The benefits of control would be for naught if output power dropped across the board. It does not. The B+ retains the same power that its predecessor boasted. That is, it exhibits incredible top to bottom control at every current and voltage requirement. It is one of a baby's handful of portable amps that effortlessly powers both earphones as well as it does voltage-hungry planar magnetic headphones. Output impedance of less than 1Ω along with the current necessary to sustain high-resolution images really is key.
But B+ takes the Rx series to a couple of new places. It is the first of the series to round the spatial image into a mild parabola. The parabolic bulge is parsed thusly: a mild directrix rather directing the midrange, highs and lows fluttering at the sides and back. Top and bottom tails curl away to infinity on either side. The net effect is a greater 3D image than ever before. Similarly, contrast between mids and spectral extremities is starker than in earlier models. Is it a funner sound? Maybe. It is a softer, more subtle sound; a sound I realise now that I have long longed for.

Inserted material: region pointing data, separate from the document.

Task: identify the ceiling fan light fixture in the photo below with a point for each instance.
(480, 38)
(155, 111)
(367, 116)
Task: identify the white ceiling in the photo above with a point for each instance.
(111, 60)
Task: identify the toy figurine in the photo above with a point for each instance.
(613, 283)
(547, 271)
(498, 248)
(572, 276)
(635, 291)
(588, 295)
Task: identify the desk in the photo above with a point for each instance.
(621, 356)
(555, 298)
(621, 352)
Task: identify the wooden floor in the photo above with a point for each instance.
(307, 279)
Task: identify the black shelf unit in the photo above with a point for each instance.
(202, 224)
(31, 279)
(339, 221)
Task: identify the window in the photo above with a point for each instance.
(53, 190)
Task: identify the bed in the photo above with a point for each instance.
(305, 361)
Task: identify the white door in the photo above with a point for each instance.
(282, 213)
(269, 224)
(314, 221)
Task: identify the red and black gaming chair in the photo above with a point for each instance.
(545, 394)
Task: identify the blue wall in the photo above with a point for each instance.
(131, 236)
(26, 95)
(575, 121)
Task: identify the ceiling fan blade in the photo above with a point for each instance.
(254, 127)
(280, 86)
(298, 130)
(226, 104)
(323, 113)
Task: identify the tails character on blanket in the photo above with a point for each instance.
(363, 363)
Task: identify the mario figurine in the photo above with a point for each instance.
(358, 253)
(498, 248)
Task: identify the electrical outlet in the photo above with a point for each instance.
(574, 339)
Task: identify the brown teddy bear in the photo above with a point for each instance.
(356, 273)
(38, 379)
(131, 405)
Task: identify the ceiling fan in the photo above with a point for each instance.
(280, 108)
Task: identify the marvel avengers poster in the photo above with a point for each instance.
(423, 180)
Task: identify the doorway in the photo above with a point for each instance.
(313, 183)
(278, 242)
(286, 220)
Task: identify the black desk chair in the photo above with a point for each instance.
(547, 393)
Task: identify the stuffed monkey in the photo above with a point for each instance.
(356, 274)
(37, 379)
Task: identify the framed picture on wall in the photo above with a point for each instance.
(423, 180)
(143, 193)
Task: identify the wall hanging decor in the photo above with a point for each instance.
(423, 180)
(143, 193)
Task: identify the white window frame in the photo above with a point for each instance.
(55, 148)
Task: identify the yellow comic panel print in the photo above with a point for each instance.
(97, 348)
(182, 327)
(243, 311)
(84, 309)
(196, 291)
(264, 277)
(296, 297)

Okay, damn it, the B+ is the funnest Rx yet. Its bass enhancement of ~5dB is subtle and less prone to bloom at high and mid-bass frequencies. Subtlety and fun. It's a wry combination upon which the Rx perches, looking down on the competition, like the Triad Audio L3, that is too big for its own good, or the VorzAMPduo, whose bass enhancement switch is far too much of a good thing. Subtle as the new Rx may be, speed remains top, and that famous resolution is as crisp as ever it was.
ohmage explained
I have no hesitation in recommending the Rx for any earphone or headphone setup out there. Performance is still Rx hardcore. But it is the B+'s refinement of the Rx image that endears it. It retains the signature Rx detail, stage width, and power, but reins in the bits that weren’t perfect. There is precious little else ALO Audio could do to further impress me. My beans thoroughly have been cooked.